Table 1 χ2 values for Amino Acid Compositions at different positions in β-strands.

Periodic propensity values are not an artefact of the amino acid composition in β-strands. To verify this a random scrambling of the 1634 β-strand sequences (including the cap residues) are done to get 1634 random peptide sequences. Position-specific propensities of amino acids in these random peptide sequences from both the termini are shown in Additional file 1, Figures S13 and S14. It may be observed that the position-specific propensity curves are almost flat, without any periodicity in the peak propensity values. The featureless curves of the random peptide sequences lack marked periodicity especially when the propensities of the amino acids are observed with respect to the C-terminus. Hence it may be emphasized that the periodicity is position-specific and not a consequence of the amino acid composition of β-strands.

Average hydrophobicity is periodic in nature from cap position in β-strands

The propensity results suggest that both the polar and the hydrophobic residues have specific positional preference to occur in β-strands. To explore further, position-specific average hydrophobicity is calculated for 10 inner positions from both termini of β-strands according to equation 4. Figure 4 illustrates this average hydrophobicity plotted vs. positions in β-strands. The graphs show average hydrophobicity is periodic in nature with respect to positions in β-strands. The periodicity of average hydrophobicity with respect to positions in secondary structures has been observed earlier and is thought to play an important role in stabilizing these structures [53, 65]. However, it was not investigated in relation to the cap position in β-strands.
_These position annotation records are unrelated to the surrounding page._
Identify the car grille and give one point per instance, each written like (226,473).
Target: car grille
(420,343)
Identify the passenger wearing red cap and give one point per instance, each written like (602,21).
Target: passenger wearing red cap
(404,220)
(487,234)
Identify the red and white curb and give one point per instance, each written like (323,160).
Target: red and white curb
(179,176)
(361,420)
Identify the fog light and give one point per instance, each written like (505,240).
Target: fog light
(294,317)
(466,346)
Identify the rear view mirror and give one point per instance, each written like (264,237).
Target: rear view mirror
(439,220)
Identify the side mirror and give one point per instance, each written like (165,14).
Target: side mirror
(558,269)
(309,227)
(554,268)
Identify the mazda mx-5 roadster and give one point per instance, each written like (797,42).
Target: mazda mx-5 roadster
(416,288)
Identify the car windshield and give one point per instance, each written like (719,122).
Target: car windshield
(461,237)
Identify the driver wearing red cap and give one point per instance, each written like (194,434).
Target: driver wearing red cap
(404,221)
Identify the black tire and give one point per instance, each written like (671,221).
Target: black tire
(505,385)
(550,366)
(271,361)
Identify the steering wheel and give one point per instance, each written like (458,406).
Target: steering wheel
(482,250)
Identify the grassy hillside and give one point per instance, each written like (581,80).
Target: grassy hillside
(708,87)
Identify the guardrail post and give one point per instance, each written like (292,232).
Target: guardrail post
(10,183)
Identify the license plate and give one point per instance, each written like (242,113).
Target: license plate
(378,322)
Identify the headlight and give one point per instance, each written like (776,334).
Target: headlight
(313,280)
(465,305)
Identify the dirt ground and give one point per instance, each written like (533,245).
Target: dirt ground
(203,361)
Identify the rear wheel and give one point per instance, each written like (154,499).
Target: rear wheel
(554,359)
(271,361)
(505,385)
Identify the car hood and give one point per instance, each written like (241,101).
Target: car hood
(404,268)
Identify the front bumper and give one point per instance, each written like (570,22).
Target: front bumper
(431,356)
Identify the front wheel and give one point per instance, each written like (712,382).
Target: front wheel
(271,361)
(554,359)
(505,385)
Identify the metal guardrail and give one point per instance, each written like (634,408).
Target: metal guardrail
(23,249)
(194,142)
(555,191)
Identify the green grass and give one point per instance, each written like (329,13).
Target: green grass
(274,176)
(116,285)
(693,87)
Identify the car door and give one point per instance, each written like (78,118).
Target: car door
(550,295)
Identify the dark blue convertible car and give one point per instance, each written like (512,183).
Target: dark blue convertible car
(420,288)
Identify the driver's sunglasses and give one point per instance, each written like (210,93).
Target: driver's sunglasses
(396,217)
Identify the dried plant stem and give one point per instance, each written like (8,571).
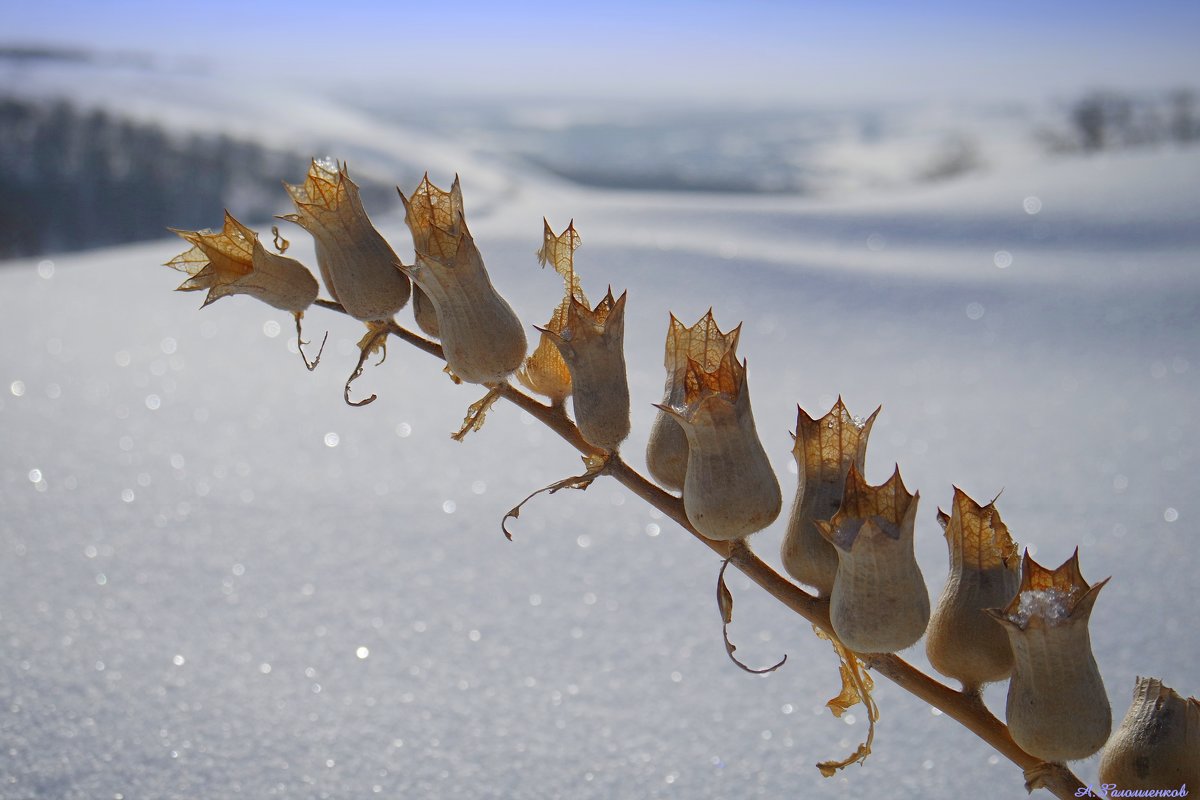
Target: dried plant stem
(967,709)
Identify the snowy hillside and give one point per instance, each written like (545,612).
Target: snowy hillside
(217,579)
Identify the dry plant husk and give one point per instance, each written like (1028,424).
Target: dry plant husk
(1158,743)
(593,346)
(964,642)
(545,371)
(359,268)
(234,262)
(1057,708)
(730,489)
(481,337)
(666,452)
(825,451)
(879,601)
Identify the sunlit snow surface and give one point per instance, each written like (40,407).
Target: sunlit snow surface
(217,579)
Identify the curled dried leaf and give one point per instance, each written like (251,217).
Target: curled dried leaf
(373,341)
(300,343)
(725,605)
(595,465)
(856,687)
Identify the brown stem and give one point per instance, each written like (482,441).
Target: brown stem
(964,708)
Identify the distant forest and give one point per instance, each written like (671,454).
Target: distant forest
(72,179)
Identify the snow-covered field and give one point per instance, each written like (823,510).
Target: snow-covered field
(217,579)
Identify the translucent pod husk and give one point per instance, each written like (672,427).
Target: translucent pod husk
(1158,743)
(666,452)
(545,372)
(1057,708)
(359,268)
(425,314)
(483,340)
(234,262)
(730,489)
(964,642)
(879,601)
(825,451)
(593,346)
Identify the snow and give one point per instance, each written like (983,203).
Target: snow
(1047,605)
(216,579)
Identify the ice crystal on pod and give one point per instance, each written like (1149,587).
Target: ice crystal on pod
(1057,708)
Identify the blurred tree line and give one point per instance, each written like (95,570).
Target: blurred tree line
(1110,120)
(72,179)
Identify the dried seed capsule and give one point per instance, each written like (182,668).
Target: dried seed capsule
(424,312)
(592,343)
(964,642)
(666,453)
(359,268)
(545,372)
(825,450)
(1158,744)
(730,489)
(1057,709)
(481,337)
(879,601)
(234,262)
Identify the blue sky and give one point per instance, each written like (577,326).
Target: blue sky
(755,50)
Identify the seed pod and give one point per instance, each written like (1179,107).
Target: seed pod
(730,489)
(481,337)
(1158,744)
(545,372)
(825,450)
(592,344)
(1057,709)
(879,601)
(666,453)
(359,268)
(234,262)
(425,314)
(964,642)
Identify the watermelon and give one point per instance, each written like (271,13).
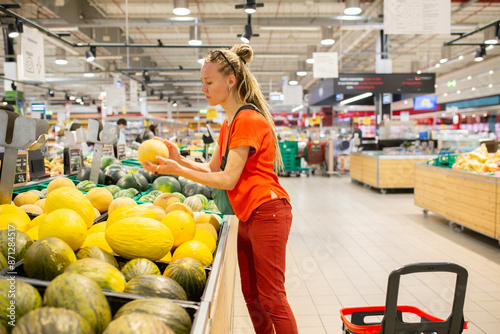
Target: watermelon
(203,199)
(108,161)
(47,258)
(103,273)
(25,296)
(113,189)
(171,314)
(138,267)
(180,196)
(22,243)
(52,320)
(166,184)
(113,173)
(3,262)
(82,295)
(84,174)
(94,252)
(134,323)
(124,193)
(156,286)
(194,203)
(86,186)
(190,274)
(133,180)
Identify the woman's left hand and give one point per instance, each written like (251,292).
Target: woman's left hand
(165,166)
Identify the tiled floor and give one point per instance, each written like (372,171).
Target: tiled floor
(345,241)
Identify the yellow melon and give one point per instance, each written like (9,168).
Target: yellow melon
(208,218)
(97,239)
(119,202)
(206,238)
(160,212)
(100,198)
(209,228)
(179,206)
(149,149)
(99,227)
(33,233)
(139,237)
(166,199)
(70,198)
(9,221)
(41,203)
(129,212)
(64,224)
(59,183)
(32,208)
(26,198)
(194,249)
(182,226)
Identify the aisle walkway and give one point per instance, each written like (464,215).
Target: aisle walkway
(346,239)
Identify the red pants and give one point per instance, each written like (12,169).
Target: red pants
(262,260)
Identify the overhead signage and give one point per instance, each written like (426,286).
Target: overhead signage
(326,65)
(384,83)
(417,17)
(32,60)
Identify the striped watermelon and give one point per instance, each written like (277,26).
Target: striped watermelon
(171,314)
(138,267)
(103,273)
(82,295)
(156,286)
(190,274)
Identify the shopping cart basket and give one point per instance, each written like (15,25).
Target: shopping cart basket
(392,321)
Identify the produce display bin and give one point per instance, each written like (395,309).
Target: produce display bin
(385,171)
(465,199)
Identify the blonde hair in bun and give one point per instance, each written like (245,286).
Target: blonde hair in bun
(235,62)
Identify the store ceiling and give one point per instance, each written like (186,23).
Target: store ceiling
(286,28)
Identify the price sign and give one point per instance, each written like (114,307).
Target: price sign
(21,174)
(121,151)
(108,150)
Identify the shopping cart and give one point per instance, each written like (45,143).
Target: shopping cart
(392,321)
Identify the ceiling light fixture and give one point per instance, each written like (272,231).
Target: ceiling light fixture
(193,36)
(181,7)
(480,53)
(352,7)
(327,36)
(90,54)
(356,98)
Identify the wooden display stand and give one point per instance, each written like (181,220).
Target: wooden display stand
(466,199)
(386,171)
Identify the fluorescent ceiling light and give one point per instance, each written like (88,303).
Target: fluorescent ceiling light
(356,98)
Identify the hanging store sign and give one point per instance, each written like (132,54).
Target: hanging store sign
(326,65)
(417,17)
(31,64)
(384,83)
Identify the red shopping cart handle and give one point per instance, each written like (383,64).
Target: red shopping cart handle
(376,328)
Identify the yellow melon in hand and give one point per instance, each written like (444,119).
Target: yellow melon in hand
(59,183)
(26,198)
(64,224)
(182,226)
(149,149)
(100,198)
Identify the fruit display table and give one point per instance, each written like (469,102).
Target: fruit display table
(385,171)
(465,199)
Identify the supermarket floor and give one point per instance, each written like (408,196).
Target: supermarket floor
(346,239)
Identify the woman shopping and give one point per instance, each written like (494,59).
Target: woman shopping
(246,171)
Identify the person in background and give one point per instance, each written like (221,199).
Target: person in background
(122,123)
(258,200)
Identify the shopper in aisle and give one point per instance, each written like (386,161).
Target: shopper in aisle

Present investigation with the help of a much larger database shows that average hydrophobicity is periodic in nature in inner positions with respect to cap residues in strands. A similar result is obtained in case of helices earlier [40]. The position-specific periodic nature of average hydrophobicity is different in the strength of periodicity for β-strands as compared to helices. While for helices position-specific average hydrophobicity ranges between around 0.2 to 0.8 Kcal/mol, the range in case of strands is between 0.6 to 0.8 Kcal/mol. Very low hydrophobicity of N-cap (0.08 Kcal/mol) and C-cap (0.1 Kcal/mol) residues also confirm the presence of a hydrophilic barrier at both termini of β-strands (data not shown in Figure 4).

Figure 4
figure 4

Position-Specific Average Hydrophobicity. Average hydrophobicity plotted against position from the cap residues in strands. Position-specific hydrophobicity for each β-strands are calculated and standard error of the data are plotted as error bars.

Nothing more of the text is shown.